Nuri Bey adalah seorang Albania yang suka termenung dan disegani, yang menikahi wanita berusia jauh lebih muda darinya.
Suatu malam ketika ia pulang ke rumah lebih awal dari biasanya, seorang pelayan yang setia datang padanya dan berkata:"Istri Tuan berperilaku mencurigakan. Ia berada di kamarnya dengan sebuah peti besar, cukup besar untuk ditempati seorang lelaki; peti itu dulunya milik nenek Tuan. Mestinya peti itu hanya berisi beberapa sulaman kuno. Hamba yakin di dalamnya kini terdapat lebih dari sekadar sulaman. Tetapi nyonya tak akan mengizinkan hamba, pelayanmu yang paling setia, untuk melihat ke dalam peti."
Nuri pergi ke kamar istrinya, dan menemukannya duduk sedih di sebelah peti kuno besar itu.
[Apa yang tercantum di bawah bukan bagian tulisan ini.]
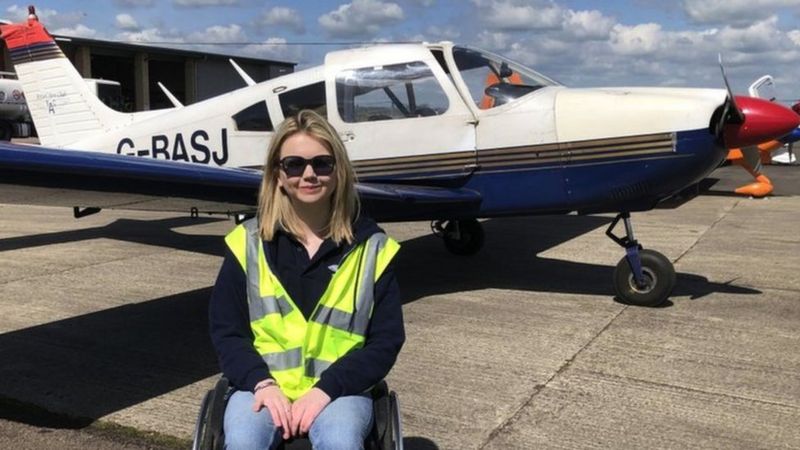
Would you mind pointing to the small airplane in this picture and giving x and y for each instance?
(751, 158)
(429, 138)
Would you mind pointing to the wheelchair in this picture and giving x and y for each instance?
(386, 433)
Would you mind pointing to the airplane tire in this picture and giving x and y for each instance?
(659, 274)
(467, 241)
(6, 131)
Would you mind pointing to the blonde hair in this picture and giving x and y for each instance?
(274, 206)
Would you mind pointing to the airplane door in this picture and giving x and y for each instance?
(400, 116)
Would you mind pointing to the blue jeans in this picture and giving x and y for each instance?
(342, 425)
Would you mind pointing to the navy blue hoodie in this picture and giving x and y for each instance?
(305, 280)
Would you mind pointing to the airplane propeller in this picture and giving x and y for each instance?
(749, 121)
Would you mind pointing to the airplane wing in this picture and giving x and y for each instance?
(55, 177)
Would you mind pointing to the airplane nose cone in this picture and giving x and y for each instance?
(763, 121)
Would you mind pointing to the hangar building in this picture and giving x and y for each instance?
(190, 75)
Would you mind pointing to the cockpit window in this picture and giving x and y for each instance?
(307, 97)
(395, 91)
(253, 118)
(493, 80)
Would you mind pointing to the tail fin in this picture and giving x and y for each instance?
(61, 105)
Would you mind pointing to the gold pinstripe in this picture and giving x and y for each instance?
(510, 156)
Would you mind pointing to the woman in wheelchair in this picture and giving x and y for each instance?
(305, 314)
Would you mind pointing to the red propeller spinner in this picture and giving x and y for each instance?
(762, 121)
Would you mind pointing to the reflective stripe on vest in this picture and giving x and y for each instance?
(295, 350)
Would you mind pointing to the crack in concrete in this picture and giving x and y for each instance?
(540, 387)
(694, 390)
(713, 225)
(97, 264)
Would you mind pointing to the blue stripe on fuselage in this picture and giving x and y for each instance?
(632, 183)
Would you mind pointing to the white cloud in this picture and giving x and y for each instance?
(126, 22)
(274, 48)
(493, 41)
(201, 3)
(51, 18)
(519, 15)
(134, 3)
(79, 30)
(219, 33)
(434, 33)
(758, 37)
(794, 36)
(361, 18)
(283, 16)
(588, 25)
(636, 40)
(734, 12)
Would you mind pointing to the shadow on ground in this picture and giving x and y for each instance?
(99, 363)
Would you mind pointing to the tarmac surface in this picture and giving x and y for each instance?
(103, 337)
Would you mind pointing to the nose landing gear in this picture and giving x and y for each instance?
(461, 237)
(642, 277)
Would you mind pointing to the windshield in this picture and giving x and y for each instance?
(493, 80)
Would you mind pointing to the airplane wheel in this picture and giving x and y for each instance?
(6, 132)
(463, 237)
(659, 275)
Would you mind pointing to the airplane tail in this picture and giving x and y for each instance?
(61, 105)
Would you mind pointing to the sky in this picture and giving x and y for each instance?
(580, 43)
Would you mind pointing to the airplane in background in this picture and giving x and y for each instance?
(429, 138)
(752, 158)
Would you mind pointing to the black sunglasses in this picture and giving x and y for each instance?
(294, 166)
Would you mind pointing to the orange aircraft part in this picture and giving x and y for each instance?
(762, 186)
(765, 149)
(759, 188)
(487, 102)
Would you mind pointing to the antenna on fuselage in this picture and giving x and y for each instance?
(174, 100)
(247, 79)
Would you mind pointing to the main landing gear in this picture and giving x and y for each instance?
(461, 237)
(642, 277)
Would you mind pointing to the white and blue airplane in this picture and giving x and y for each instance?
(436, 132)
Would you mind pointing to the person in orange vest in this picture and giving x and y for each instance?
(487, 101)
(305, 314)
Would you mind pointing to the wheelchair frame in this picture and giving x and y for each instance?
(386, 433)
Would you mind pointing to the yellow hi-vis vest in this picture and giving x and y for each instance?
(297, 351)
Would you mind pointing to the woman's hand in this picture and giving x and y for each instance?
(306, 409)
(278, 406)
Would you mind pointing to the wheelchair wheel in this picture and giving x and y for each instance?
(396, 434)
(208, 431)
(387, 432)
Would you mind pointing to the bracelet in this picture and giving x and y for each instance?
(263, 384)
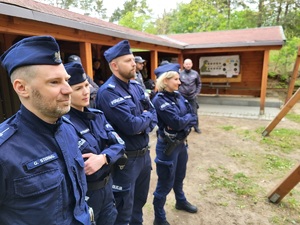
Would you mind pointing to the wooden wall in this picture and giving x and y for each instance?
(251, 65)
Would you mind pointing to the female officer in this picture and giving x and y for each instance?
(103, 146)
(175, 119)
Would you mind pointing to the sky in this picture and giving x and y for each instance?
(157, 6)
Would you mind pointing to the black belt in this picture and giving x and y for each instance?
(96, 185)
(161, 138)
(137, 153)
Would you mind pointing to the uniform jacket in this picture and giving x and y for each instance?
(42, 180)
(190, 84)
(174, 114)
(102, 139)
(123, 105)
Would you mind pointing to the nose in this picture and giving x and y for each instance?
(66, 89)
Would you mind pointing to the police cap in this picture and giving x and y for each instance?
(120, 49)
(139, 59)
(36, 50)
(77, 73)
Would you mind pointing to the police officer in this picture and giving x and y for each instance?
(132, 115)
(42, 178)
(175, 119)
(105, 146)
(93, 86)
(190, 87)
(139, 61)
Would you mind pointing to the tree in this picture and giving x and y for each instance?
(136, 15)
(87, 7)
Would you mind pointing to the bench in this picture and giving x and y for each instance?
(218, 82)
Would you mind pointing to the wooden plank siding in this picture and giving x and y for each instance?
(89, 37)
(251, 66)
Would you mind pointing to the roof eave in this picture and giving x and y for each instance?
(17, 11)
(232, 45)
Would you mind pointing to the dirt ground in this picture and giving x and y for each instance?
(229, 151)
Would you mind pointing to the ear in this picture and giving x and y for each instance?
(114, 65)
(21, 87)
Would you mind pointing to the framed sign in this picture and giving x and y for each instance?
(228, 65)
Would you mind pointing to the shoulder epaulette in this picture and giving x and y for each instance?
(6, 131)
(66, 119)
(111, 86)
(95, 110)
(134, 82)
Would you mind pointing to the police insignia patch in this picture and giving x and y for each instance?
(57, 57)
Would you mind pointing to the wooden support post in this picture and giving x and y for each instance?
(285, 186)
(86, 58)
(264, 81)
(286, 108)
(294, 77)
(154, 63)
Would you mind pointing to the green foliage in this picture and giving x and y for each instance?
(273, 163)
(238, 183)
(282, 61)
(293, 117)
(227, 128)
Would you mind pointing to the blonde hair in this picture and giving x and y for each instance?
(160, 80)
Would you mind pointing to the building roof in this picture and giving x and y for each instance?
(263, 36)
(29, 9)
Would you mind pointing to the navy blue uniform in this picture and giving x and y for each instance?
(102, 139)
(175, 118)
(123, 105)
(42, 180)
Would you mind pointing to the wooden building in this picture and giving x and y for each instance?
(89, 37)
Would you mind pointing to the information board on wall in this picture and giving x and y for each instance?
(228, 65)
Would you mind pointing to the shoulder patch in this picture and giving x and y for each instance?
(134, 82)
(116, 101)
(164, 106)
(6, 131)
(65, 119)
(111, 86)
(95, 110)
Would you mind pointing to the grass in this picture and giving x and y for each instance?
(293, 117)
(282, 139)
(237, 183)
(272, 163)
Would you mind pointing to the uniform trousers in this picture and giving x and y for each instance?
(171, 171)
(103, 204)
(195, 106)
(130, 188)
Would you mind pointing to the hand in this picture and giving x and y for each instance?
(94, 162)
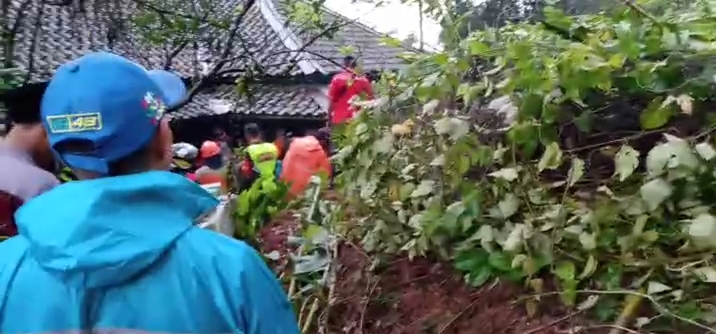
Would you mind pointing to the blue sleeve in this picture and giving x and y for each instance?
(267, 309)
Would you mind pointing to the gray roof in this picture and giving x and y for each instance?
(364, 41)
(49, 35)
(260, 100)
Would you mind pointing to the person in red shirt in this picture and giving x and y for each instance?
(343, 87)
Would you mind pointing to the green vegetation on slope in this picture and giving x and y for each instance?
(603, 184)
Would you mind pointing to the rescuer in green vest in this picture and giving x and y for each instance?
(260, 162)
(66, 175)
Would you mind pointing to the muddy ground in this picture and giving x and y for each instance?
(424, 297)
"Boleh aku menengok isi peti itu?"
"Karena kecurigaan seorang pelayan, atau karena engkau tidak percaya padaku?""Bukankah lebih mudah bila engkau membukanya saja tanpa memusingkan alasanku?" timpal Nuri.
"Tidak bisa."
"Apa petinya terkunci?"
"Ya."
"Di mana kuncinya?"
Ia menunjukkan kunci itu, "Usir pelayan itu, dan akan kuberikan kunci ini padamu."
Pelayan itu dipecat. Wanita itu menyerahkan kunci peti lalu keluar kamar dengan pikiran galau.
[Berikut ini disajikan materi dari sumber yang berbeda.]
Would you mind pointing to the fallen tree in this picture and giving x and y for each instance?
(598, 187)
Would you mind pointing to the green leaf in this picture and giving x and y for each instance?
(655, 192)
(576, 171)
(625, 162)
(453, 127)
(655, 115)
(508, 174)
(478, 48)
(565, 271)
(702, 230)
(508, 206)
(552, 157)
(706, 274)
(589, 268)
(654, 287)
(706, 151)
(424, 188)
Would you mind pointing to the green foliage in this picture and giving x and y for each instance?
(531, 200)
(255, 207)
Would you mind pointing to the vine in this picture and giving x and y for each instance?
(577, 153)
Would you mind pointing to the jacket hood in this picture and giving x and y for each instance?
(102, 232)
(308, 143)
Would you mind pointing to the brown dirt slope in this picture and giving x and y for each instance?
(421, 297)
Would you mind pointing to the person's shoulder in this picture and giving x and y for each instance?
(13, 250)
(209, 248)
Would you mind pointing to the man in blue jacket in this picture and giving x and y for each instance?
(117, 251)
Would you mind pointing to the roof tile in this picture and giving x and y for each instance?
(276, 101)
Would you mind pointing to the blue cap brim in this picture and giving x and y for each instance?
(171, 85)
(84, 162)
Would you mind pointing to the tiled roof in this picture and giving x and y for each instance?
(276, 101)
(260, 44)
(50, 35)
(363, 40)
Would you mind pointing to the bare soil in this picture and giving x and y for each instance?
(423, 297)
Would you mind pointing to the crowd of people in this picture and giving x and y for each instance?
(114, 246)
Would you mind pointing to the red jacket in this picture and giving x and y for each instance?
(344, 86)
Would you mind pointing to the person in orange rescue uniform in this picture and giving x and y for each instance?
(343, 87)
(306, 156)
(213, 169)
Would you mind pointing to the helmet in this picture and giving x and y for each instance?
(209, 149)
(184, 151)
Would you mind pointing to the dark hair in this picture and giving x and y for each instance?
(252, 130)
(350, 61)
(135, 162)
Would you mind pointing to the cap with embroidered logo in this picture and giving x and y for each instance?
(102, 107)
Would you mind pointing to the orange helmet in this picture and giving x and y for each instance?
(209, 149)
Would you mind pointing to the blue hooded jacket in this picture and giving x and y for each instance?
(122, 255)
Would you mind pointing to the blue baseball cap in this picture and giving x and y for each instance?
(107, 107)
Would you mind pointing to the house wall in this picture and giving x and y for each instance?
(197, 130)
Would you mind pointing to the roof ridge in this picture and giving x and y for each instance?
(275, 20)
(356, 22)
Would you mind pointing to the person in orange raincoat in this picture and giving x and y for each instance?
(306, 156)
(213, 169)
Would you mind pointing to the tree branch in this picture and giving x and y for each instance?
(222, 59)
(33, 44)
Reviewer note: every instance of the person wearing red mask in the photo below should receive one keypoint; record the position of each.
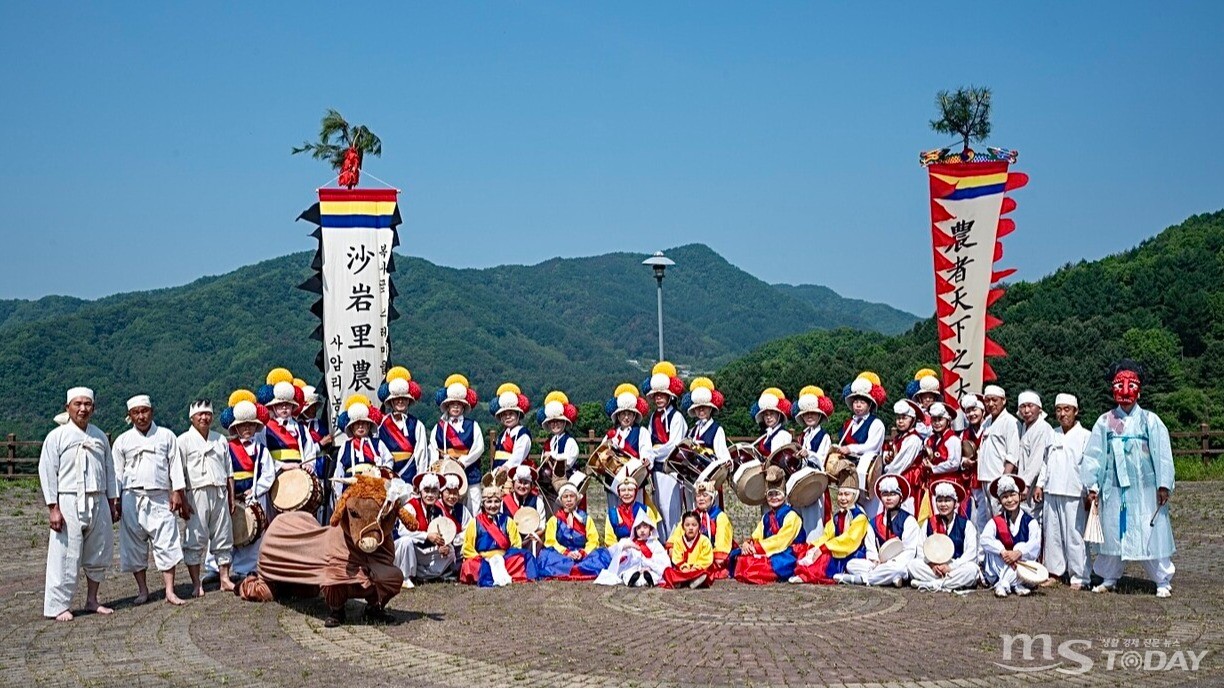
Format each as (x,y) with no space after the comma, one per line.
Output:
(1127,469)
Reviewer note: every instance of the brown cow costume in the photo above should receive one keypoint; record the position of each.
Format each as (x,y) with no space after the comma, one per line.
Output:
(351,558)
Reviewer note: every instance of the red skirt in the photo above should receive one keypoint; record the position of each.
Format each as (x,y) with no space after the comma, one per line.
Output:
(676,579)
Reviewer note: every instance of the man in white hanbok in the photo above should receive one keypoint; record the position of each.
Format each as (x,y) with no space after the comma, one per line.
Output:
(1060,492)
(1127,466)
(152,493)
(77,475)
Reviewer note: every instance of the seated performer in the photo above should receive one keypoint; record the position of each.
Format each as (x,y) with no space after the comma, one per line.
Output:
(1009,537)
(492,548)
(813,409)
(769,556)
(572,543)
(514,442)
(692,556)
(626,510)
(637,561)
(842,552)
(403,433)
(906,450)
(457,437)
(524,493)
(715,525)
(421,554)
(894,521)
(962,570)
(359,447)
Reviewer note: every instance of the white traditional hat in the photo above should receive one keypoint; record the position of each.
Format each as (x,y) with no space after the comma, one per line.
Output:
(1029,397)
(1065,399)
(245,413)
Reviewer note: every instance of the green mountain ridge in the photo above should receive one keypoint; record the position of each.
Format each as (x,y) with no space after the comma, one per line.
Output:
(567,323)
(1160,304)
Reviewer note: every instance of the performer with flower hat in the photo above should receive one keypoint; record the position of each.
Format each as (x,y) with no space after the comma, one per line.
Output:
(514,442)
(962,570)
(403,433)
(667,428)
(572,542)
(360,447)
(253,468)
(924,391)
(703,402)
(457,437)
(626,409)
(771,410)
(715,525)
(862,436)
(812,409)
(289,442)
(906,450)
(770,554)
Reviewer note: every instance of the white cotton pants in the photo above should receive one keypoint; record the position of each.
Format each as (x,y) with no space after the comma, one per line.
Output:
(148,521)
(667,499)
(424,563)
(86,541)
(1063,530)
(961,577)
(1110,568)
(888,572)
(209,528)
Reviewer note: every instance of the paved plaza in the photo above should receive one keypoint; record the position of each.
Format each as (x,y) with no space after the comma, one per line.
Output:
(580,634)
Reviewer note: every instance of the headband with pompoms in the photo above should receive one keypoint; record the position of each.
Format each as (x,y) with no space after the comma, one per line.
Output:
(557,408)
(457,389)
(509,398)
(664,379)
(701,393)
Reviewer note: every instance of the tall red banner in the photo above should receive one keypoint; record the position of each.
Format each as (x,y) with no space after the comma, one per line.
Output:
(968,203)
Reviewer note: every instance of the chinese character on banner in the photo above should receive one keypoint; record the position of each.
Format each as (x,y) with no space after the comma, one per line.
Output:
(968,203)
(356,230)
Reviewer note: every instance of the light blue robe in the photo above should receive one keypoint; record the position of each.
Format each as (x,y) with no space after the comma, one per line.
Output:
(1127,458)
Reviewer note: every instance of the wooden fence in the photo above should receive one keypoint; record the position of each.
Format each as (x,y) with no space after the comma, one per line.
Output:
(21,457)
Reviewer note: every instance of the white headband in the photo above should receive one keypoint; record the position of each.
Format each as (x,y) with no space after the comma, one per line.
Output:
(1029,397)
(1064,399)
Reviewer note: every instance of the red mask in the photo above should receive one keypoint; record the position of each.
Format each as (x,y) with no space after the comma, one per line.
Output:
(1126,388)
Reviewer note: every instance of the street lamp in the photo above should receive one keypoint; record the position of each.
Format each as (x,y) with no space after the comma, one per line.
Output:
(660,263)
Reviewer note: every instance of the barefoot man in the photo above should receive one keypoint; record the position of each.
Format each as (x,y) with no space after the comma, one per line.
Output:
(152,484)
(78,486)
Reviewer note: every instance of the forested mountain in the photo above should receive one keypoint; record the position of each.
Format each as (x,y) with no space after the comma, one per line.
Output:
(577,324)
(1160,302)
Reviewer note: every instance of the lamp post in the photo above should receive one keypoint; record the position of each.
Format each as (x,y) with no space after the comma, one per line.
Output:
(660,263)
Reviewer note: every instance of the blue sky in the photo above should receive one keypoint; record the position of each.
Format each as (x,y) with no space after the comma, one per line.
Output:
(149,145)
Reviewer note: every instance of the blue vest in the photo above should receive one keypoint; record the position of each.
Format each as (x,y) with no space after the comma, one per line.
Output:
(781,519)
(708,437)
(956,534)
(466,436)
(859,436)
Nuri Bey berpikir lama. Kemudian, dipanggilnya empat orang tukang kebunnya. Malam itu juga mereka bersama sama mengangkat peti itu tanpa membukanya ke tempat yang jauh, dan menguburnya.
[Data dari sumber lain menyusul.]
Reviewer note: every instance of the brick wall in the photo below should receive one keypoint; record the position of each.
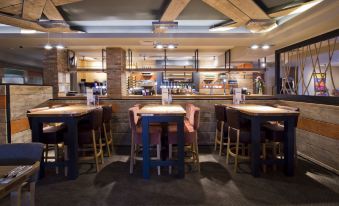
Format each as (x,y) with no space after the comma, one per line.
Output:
(116,77)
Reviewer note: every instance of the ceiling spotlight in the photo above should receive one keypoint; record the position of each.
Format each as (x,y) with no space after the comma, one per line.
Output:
(171,46)
(159,46)
(48,47)
(60,46)
(254,46)
(265,46)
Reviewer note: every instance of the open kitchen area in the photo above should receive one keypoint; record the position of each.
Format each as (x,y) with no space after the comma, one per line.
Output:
(169,102)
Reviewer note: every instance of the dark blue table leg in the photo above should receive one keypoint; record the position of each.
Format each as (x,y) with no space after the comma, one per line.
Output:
(255,146)
(72,146)
(289,139)
(145,145)
(181,149)
(36,127)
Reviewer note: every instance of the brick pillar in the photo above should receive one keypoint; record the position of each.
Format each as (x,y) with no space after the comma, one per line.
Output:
(55,61)
(2,73)
(116,72)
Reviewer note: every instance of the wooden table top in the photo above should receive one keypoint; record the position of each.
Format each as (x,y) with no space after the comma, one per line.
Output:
(161,110)
(261,110)
(13,184)
(66,111)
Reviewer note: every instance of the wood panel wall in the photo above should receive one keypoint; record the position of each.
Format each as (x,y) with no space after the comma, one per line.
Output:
(318,133)
(3,120)
(23,98)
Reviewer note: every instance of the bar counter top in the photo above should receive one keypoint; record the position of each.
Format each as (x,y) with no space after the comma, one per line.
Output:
(156,97)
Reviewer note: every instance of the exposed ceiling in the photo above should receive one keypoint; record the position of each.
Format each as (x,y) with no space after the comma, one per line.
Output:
(128,24)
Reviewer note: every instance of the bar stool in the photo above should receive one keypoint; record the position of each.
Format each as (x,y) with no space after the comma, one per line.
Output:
(191,126)
(89,137)
(136,137)
(275,134)
(221,128)
(52,138)
(238,133)
(107,129)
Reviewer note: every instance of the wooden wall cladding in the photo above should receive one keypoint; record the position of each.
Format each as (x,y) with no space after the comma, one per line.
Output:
(19,125)
(2,102)
(319,127)
(23,98)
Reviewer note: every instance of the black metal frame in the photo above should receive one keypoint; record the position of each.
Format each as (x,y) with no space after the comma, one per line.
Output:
(312,40)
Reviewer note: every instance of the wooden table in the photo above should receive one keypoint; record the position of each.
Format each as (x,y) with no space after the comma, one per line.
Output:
(70,115)
(162,114)
(258,114)
(16,182)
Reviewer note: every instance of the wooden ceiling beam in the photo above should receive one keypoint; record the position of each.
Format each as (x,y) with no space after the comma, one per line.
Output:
(63,2)
(25,24)
(174,9)
(51,12)
(15,9)
(250,8)
(6,3)
(283,12)
(32,9)
(228,9)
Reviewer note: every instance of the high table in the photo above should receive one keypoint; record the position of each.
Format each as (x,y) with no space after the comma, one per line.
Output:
(258,114)
(162,114)
(70,115)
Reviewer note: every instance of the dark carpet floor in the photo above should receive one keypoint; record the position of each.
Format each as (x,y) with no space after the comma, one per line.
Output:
(215,185)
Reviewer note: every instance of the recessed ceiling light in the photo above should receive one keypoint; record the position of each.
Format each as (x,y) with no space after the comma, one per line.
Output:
(159,46)
(171,46)
(254,46)
(27,31)
(60,46)
(48,47)
(265,46)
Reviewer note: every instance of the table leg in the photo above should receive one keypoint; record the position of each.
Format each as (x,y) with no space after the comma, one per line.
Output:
(181,149)
(72,147)
(36,127)
(289,137)
(255,146)
(145,145)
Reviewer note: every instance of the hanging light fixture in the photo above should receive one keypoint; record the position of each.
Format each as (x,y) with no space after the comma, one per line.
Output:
(48,46)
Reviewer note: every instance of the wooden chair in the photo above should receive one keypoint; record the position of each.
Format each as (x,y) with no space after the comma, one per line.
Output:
(191,126)
(221,128)
(52,138)
(239,134)
(106,130)
(136,137)
(89,134)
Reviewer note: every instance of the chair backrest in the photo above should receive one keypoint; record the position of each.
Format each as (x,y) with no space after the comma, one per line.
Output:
(295,109)
(37,109)
(193,115)
(107,113)
(233,118)
(188,108)
(96,118)
(133,117)
(220,112)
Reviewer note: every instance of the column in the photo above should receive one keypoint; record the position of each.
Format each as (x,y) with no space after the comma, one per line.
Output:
(55,61)
(116,72)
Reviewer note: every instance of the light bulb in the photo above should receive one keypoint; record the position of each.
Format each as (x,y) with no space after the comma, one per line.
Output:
(171,46)
(159,46)
(265,46)
(60,46)
(48,46)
Masalah itu tak pernah diungkit-ungkit lagi.
Kisah yang menggelitik ini yang berulang kali disebutkan memiliki makna mendalam di samping pesan moral yang jelas, merupakan bagian dari naskah para darwis pengembara (Kalandar), yang orang suci panutannya adalah Yusuf dari Andalusia dari abad ketiga belas.
Dahulu jumlah mereka sangat banyak di Turki. Kisah ini diterjemahkan ke dalam bahasa Inggris, dalam versi yang lebih dikembangkan, lewat buku Stambul Nights karya H.G. Dwight yang terbit di Amerika Serikat tahun 1916 dan 1922.